In my thirties, I joined in conversations about the workplace. We complained about the long commute, the office temperature, our outdated computers, the broken copier, the minuscule Christmas bonus, and the workload.
Another decade met a mixture of criticism for everything, including fashion, the neighbors, gas prices, and even the Librarian’s bad breathe. To my chagrin, nothing was out of my mouth’s reach, and a proper complaint was always ready on my tongue.
As I continued to study God’s Word, an uneasiness grew in my heart after each conversation. I asked God to forgive me and to help me change. Then I read Proverbs 26:20 that says, “For lack of wood, the fire goes out, and where there is no whisperer, contention quiets down.” Convicted, I realized I fed my church family a potluck of discontentment. I weighed down hearts with nonsense instead of lifting them with the knowledge of God’s character.

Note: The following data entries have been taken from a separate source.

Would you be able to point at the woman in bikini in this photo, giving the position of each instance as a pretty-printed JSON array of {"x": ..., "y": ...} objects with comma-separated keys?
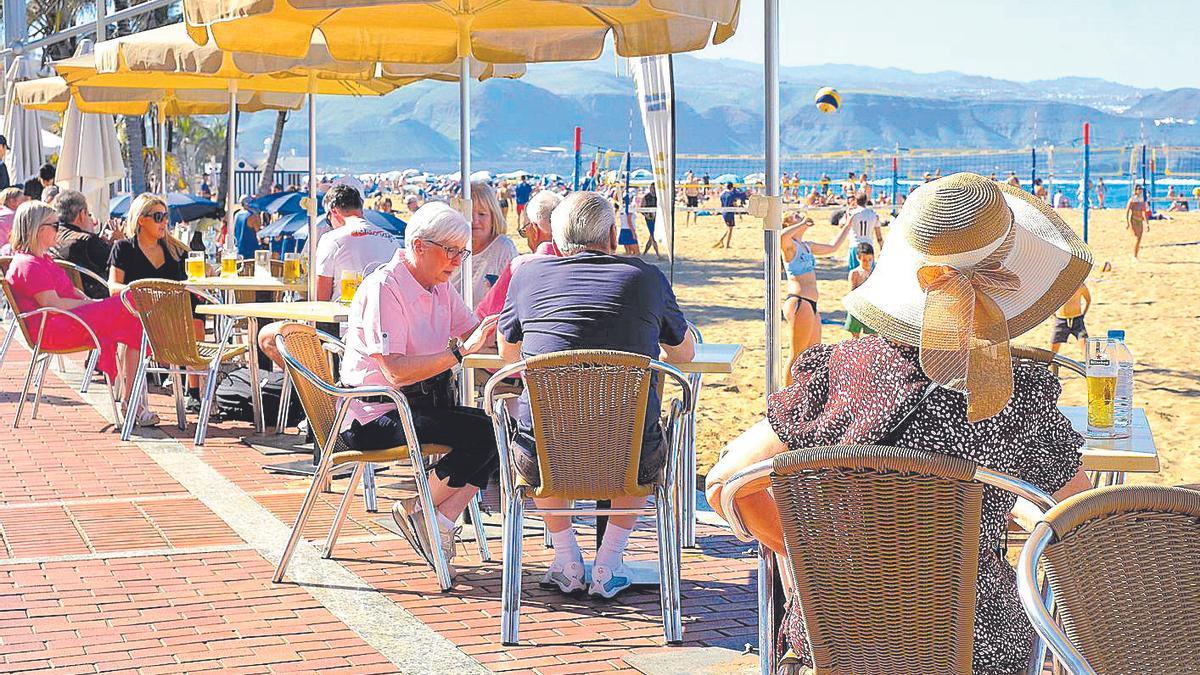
[
  {"x": 801, "y": 305},
  {"x": 1135, "y": 219}
]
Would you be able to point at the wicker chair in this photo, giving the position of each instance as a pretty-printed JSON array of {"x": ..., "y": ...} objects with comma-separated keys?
[
  {"x": 588, "y": 412},
  {"x": 41, "y": 357},
  {"x": 169, "y": 345},
  {"x": 1123, "y": 567},
  {"x": 306, "y": 362},
  {"x": 882, "y": 551}
]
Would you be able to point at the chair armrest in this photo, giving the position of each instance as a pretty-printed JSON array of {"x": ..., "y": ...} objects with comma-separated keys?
[{"x": 41, "y": 328}]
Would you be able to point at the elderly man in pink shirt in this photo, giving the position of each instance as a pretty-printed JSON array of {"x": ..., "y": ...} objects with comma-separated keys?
[{"x": 409, "y": 328}]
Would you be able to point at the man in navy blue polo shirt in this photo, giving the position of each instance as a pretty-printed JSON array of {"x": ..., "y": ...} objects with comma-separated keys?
[{"x": 592, "y": 299}]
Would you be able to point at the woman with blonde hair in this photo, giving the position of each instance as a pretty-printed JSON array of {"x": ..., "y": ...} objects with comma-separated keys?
[
  {"x": 971, "y": 264},
  {"x": 37, "y": 281},
  {"x": 150, "y": 251},
  {"x": 491, "y": 250}
]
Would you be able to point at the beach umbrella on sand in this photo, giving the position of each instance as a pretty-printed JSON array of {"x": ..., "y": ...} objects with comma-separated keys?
[
  {"x": 22, "y": 126},
  {"x": 445, "y": 31},
  {"x": 90, "y": 160}
]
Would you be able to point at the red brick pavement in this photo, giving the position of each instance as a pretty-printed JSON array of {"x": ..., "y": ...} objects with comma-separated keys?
[{"x": 189, "y": 611}]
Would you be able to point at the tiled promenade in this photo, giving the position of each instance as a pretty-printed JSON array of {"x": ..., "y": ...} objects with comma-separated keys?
[{"x": 156, "y": 556}]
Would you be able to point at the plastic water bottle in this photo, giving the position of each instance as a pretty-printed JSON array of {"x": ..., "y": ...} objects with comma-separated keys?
[{"x": 1122, "y": 401}]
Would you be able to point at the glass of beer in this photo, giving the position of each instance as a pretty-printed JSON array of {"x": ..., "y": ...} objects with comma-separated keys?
[
  {"x": 351, "y": 281},
  {"x": 291, "y": 267},
  {"x": 229, "y": 263},
  {"x": 196, "y": 266},
  {"x": 1102, "y": 388}
]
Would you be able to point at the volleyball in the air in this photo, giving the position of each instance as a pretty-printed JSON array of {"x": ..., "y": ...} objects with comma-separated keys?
[{"x": 827, "y": 100}]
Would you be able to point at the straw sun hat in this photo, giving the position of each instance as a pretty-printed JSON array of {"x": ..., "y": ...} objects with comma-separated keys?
[{"x": 970, "y": 264}]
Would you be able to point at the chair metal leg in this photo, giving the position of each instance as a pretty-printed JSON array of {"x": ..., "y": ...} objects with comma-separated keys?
[
  {"x": 41, "y": 381},
  {"x": 510, "y": 593},
  {"x": 10, "y": 330},
  {"x": 133, "y": 398},
  {"x": 210, "y": 390},
  {"x": 281, "y": 423},
  {"x": 178, "y": 380},
  {"x": 89, "y": 369},
  {"x": 669, "y": 567},
  {"x": 310, "y": 499},
  {"x": 24, "y": 388},
  {"x": 369, "y": 489},
  {"x": 766, "y": 610},
  {"x": 477, "y": 519},
  {"x": 343, "y": 507}
]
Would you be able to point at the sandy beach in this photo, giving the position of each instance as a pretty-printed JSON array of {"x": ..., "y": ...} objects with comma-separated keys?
[{"x": 721, "y": 291}]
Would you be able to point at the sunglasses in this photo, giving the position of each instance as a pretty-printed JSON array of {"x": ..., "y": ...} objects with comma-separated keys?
[{"x": 453, "y": 252}]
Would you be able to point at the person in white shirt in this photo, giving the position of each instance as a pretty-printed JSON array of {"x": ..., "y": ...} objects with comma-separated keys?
[
  {"x": 352, "y": 245},
  {"x": 864, "y": 226}
]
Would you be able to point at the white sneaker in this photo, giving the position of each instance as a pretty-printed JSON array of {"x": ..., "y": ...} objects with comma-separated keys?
[
  {"x": 609, "y": 581},
  {"x": 568, "y": 578}
]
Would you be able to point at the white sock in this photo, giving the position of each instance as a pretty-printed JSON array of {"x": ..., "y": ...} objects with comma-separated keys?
[
  {"x": 567, "y": 547},
  {"x": 612, "y": 547}
]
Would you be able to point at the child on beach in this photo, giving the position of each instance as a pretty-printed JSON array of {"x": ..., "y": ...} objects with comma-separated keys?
[
  {"x": 857, "y": 278},
  {"x": 1068, "y": 321}
]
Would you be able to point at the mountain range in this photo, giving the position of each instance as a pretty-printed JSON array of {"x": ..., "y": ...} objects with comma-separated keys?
[{"x": 719, "y": 111}]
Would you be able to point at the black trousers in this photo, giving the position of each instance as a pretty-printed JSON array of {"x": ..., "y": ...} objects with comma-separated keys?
[{"x": 468, "y": 431}]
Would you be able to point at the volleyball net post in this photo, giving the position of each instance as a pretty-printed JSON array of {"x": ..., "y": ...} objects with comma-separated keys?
[{"x": 1086, "y": 187}]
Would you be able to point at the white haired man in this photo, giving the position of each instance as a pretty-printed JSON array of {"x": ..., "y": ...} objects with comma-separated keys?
[
  {"x": 588, "y": 299},
  {"x": 401, "y": 322},
  {"x": 537, "y": 232}
]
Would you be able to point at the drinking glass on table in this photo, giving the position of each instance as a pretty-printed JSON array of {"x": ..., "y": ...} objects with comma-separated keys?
[
  {"x": 229, "y": 263},
  {"x": 196, "y": 266},
  {"x": 351, "y": 281},
  {"x": 292, "y": 267}
]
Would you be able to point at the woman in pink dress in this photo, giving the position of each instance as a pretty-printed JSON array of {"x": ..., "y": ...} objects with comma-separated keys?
[{"x": 37, "y": 281}]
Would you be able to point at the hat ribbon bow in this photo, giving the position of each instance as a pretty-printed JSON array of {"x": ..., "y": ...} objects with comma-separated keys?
[{"x": 964, "y": 339}]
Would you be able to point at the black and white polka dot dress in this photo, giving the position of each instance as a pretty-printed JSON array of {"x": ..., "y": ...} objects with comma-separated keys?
[{"x": 856, "y": 392}]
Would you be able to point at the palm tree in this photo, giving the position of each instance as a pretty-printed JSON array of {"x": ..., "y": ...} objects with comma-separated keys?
[{"x": 268, "y": 179}]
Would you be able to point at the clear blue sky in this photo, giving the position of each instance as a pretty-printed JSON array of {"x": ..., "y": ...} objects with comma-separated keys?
[{"x": 1015, "y": 40}]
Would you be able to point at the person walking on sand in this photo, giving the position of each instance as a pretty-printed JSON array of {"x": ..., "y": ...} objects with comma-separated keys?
[
  {"x": 1135, "y": 219},
  {"x": 801, "y": 305},
  {"x": 730, "y": 198},
  {"x": 1068, "y": 320}
]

I decided not to speak to anyone about my conviction and kept quiet to see if contentions would quiet down. As time passed, I noticed that my conversations were more pleasant, and focusing on issues that did not pertain to me, made for good chats. Months later, I appreciated that things changed, and the guilt of complaining disappeared.
However, behavior modification is not true repentance. Yes, I could stop whining, and I could find interesting things to talk about, but down deep inside, the desire to unload on others was still there. Why? Because I had failed to look at my sin the way God sees it.
Jerry Bridges says it well in his book, Sins We Accept, he says, “Sins of the tongue—such as gossip, sarcasm, and other unkind words to or about another person—can not thrive in the awareness that God hears every word we speak. The reason we sin with our tongues is because we are to some degree ungodly. We don’t think of living every moment of our lives in the presence of an all-seeing, all-hearing God.”
Practicing the presence of God is the realization that He is with you at all times. Think how you would act if Jesus stood next to you when we worked, read, watched TV and communicated with others.
So, let me challenge you today to take a Sticky Note and write the word GOD on it. Place it on your shirt and go about your day. I can guarantee you that at the end of daylight, you will have lived differently than if you did not paste the note to your lapel.
I tried this one time after reading Proverbs 3:3, which says, “Do not let kindness and truth leave you; Bind them around your neck, Write them on the tablet of your heart.” I went to my jewelry box and found two similar necklaces. One represented truth, the other kindness. I wore them throughout the day, and sure enough, those attributes became prominent in my behavior. Thus, the simple act of posting a note on your chest to remind you that God is with you will change your life.
Over time, we will find comfort in God’s presence knowing that He is always available to call out to, and He will provide wisdom in times of need. God is also available to listen to your praise when you conquer sin, and begin to emulate His holiness.